PROPOSAL: add to the PEP the following functions:
os.fsdecode(bytes) -> funny-encoded Unicode
This is what os.listdir() does to produce the strings it hands out.
os.fsencode(funny-string) -> bytes
This is what open(filename,..) does to turn the filename into bytes
for the POSIX open.
os.pathencode(your-string) -> funny-encoded-Unicode
This is what you must do to a de novo string to turn it into a
string suitable for use by open.
Importantly, for most strings not hand crafted to have weird
sequences in them, it is a no-op.
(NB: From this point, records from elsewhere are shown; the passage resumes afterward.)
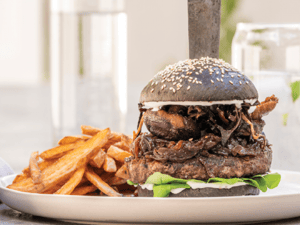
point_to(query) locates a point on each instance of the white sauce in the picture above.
(238, 103)
(195, 185)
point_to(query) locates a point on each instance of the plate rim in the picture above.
(156, 198)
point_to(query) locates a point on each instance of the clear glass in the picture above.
(88, 65)
(270, 55)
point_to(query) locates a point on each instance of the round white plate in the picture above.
(282, 202)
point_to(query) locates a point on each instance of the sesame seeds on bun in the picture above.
(199, 80)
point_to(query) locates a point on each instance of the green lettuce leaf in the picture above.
(163, 184)
(272, 180)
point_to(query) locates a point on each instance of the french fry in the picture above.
(106, 176)
(34, 169)
(109, 164)
(63, 168)
(100, 184)
(42, 165)
(89, 130)
(72, 139)
(116, 181)
(68, 187)
(98, 160)
(122, 172)
(118, 154)
(84, 189)
(61, 150)
(122, 146)
(20, 177)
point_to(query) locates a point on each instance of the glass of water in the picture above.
(270, 55)
(88, 65)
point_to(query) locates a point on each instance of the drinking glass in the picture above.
(88, 65)
(270, 55)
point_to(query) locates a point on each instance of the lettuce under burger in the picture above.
(201, 127)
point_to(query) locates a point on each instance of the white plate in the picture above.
(282, 202)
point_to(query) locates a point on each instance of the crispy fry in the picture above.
(109, 164)
(84, 189)
(100, 184)
(72, 139)
(135, 135)
(42, 165)
(68, 187)
(34, 169)
(122, 172)
(116, 181)
(61, 150)
(89, 130)
(106, 176)
(98, 160)
(118, 154)
(63, 168)
(20, 177)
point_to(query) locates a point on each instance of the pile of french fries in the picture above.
(87, 164)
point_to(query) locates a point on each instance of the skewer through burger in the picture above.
(202, 141)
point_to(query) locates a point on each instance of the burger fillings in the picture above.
(197, 112)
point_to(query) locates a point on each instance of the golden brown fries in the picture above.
(42, 165)
(98, 160)
(63, 168)
(109, 164)
(100, 184)
(122, 172)
(117, 153)
(61, 150)
(34, 169)
(80, 165)
(82, 190)
(68, 187)
(116, 181)
(20, 177)
(72, 139)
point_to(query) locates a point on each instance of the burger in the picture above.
(205, 134)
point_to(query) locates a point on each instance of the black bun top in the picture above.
(205, 79)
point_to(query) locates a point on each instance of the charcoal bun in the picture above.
(207, 192)
(205, 79)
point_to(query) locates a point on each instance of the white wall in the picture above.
(157, 36)
(21, 40)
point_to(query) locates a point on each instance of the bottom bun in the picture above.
(207, 192)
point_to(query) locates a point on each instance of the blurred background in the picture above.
(157, 35)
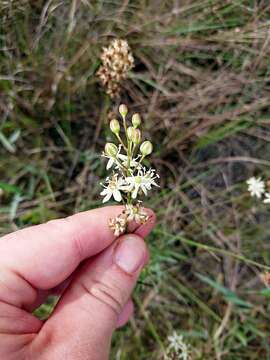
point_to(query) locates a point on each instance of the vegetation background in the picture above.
(201, 83)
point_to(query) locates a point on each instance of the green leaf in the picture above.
(8, 188)
(228, 294)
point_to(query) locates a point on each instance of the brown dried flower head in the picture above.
(117, 60)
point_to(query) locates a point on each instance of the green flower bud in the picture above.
(136, 136)
(123, 110)
(114, 126)
(111, 149)
(130, 131)
(146, 148)
(136, 120)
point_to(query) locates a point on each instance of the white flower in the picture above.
(142, 181)
(136, 213)
(124, 159)
(256, 187)
(114, 188)
(267, 198)
(112, 159)
(178, 346)
(118, 225)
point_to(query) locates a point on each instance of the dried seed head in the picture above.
(146, 148)
(136, 120)
(117, 60)
(123, 110)
(114, 126)
(111, 149)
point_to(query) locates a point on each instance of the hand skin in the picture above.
(95, 273)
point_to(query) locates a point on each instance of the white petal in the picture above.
(117, 195)
(144, 189)
(135, 192)
(110, 163)
(107, 197)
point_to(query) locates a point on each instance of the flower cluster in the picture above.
(117, 60)
(177, 348)
(130, 179)
(257, 187)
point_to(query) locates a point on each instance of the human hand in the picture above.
(79, 257)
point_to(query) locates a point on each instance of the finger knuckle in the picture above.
(108, 294)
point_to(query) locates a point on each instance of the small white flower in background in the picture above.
(267, 198)
(113, 189)
(143, 180)
(130, 178)
(136, 213)
(177, 347)
(256, 187)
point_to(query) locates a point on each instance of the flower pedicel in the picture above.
(129, 179)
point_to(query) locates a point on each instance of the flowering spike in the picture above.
(129, 180)
(115, 126)
(136, 120)
(136, 136)
(111, 150)
(146, 148)
(123, 110)
(130, 131)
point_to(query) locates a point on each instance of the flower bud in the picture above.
(136, 136)
(136, 120)
(146, 148)
(123, 110)
(114, 126)
(111, 150)
(130, 131)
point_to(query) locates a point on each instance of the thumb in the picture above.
(83, 322)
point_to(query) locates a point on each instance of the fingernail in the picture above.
(130, 254)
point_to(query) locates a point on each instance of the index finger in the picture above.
(45, 255)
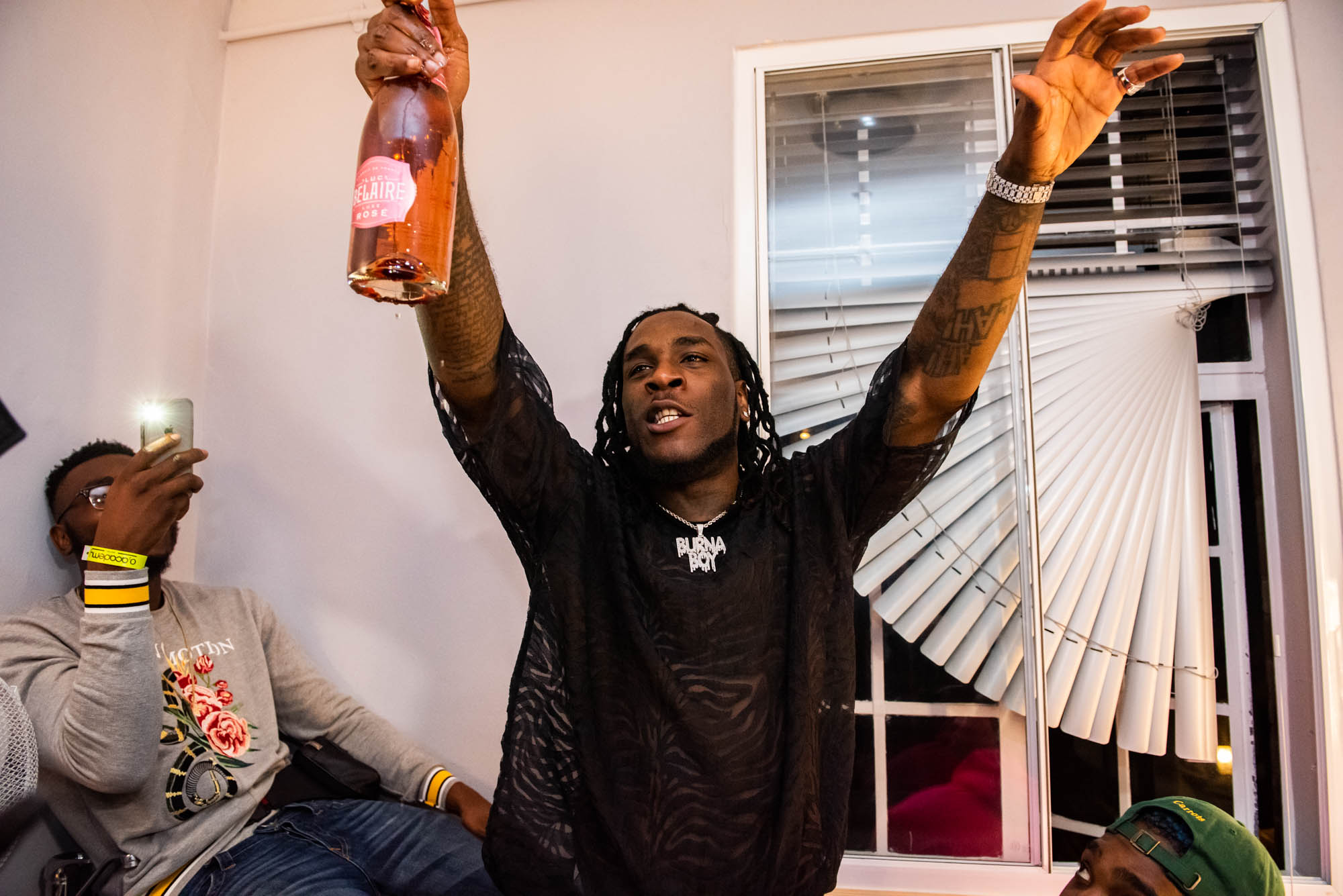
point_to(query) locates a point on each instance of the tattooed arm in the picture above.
(1063, 105)
(958, 329)
(463, 329)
But it will recode your puns
for survival.
and for me, I would like to see:
os.setfilesystemencoding(coding)
Currently os.getfilesystemencoding() returns you the encoding based on
the current locale, and (I trust) the os.* stuff encodes on that basis.
setfilesystemencoding() would override that, unless coding==None in what
case it reverts to the former "use the user's current locale" behaviour.
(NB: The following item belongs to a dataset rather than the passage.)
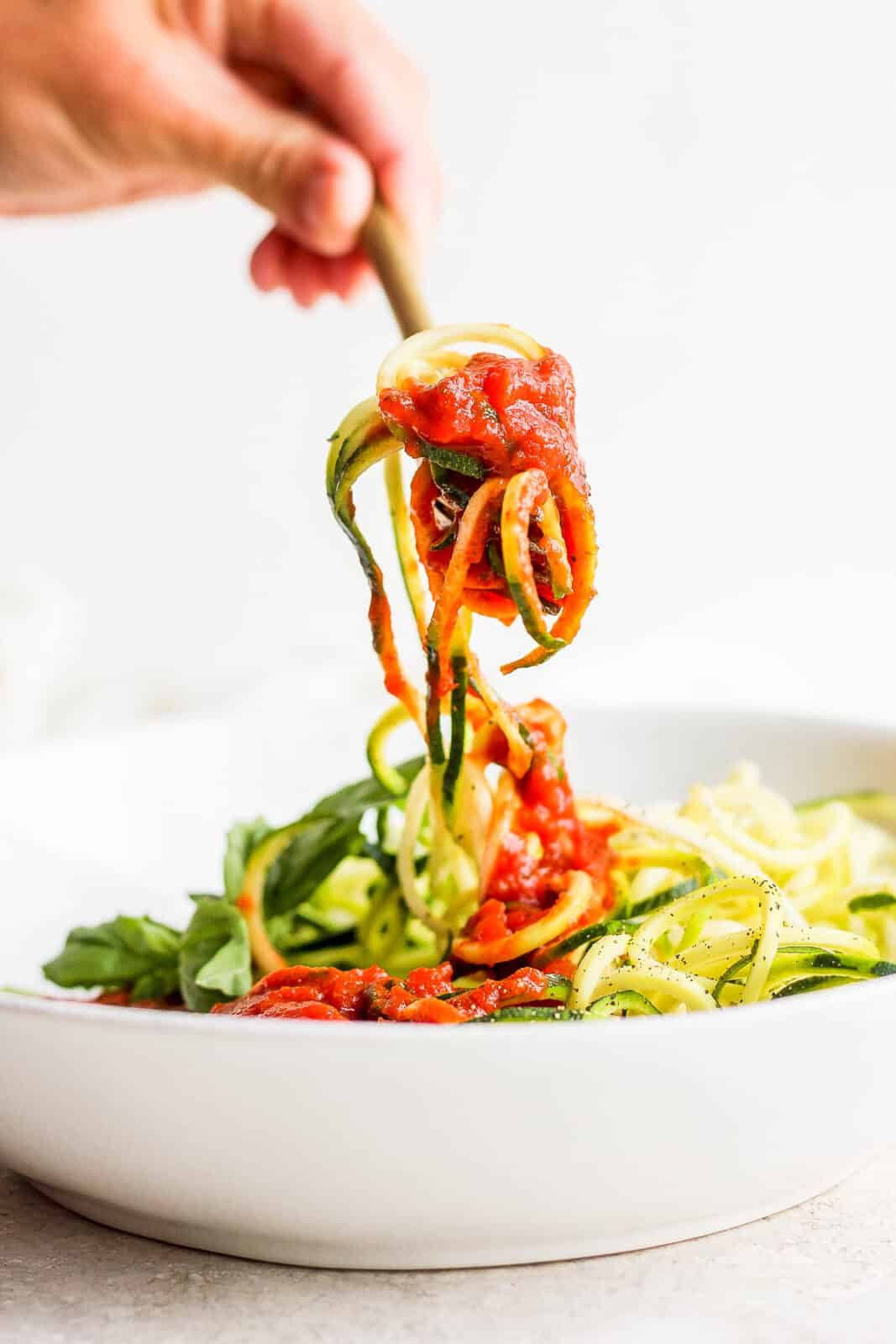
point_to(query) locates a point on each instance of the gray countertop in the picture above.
(822, 1272)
(We have locale "C" for what one might otherwise expect None to mean:-)
The idea here is to let to program control the codec used for filenames
for special purposes, without working indirectly through the locale.
>>> If a name is funny-decoded when the name is accessed by a directory
>>> listing, it needs to be funny-encoded in order to open the file.
>>
>> Hmm. I had thought that legitimate unicode strings already get transcoded
>> to bytes via the mapping specified by sys.getfilesystemencoding()
>> (the user's locale). That already happens I believe, and Martin's
>> scheme doesn't change this. He's just funny-encoding non-decodable byte
>> sequences, not the decoded stuff that surrounds them.
>
> So assume a non-decodable sequence in a name. That puts us into
> Martin's funny-decode scheme. His funny-decode scheme produces a bare
> string, indistinguishable from a bare string that would be produced by a
> str API that happens to contain that same sequence. Data puns.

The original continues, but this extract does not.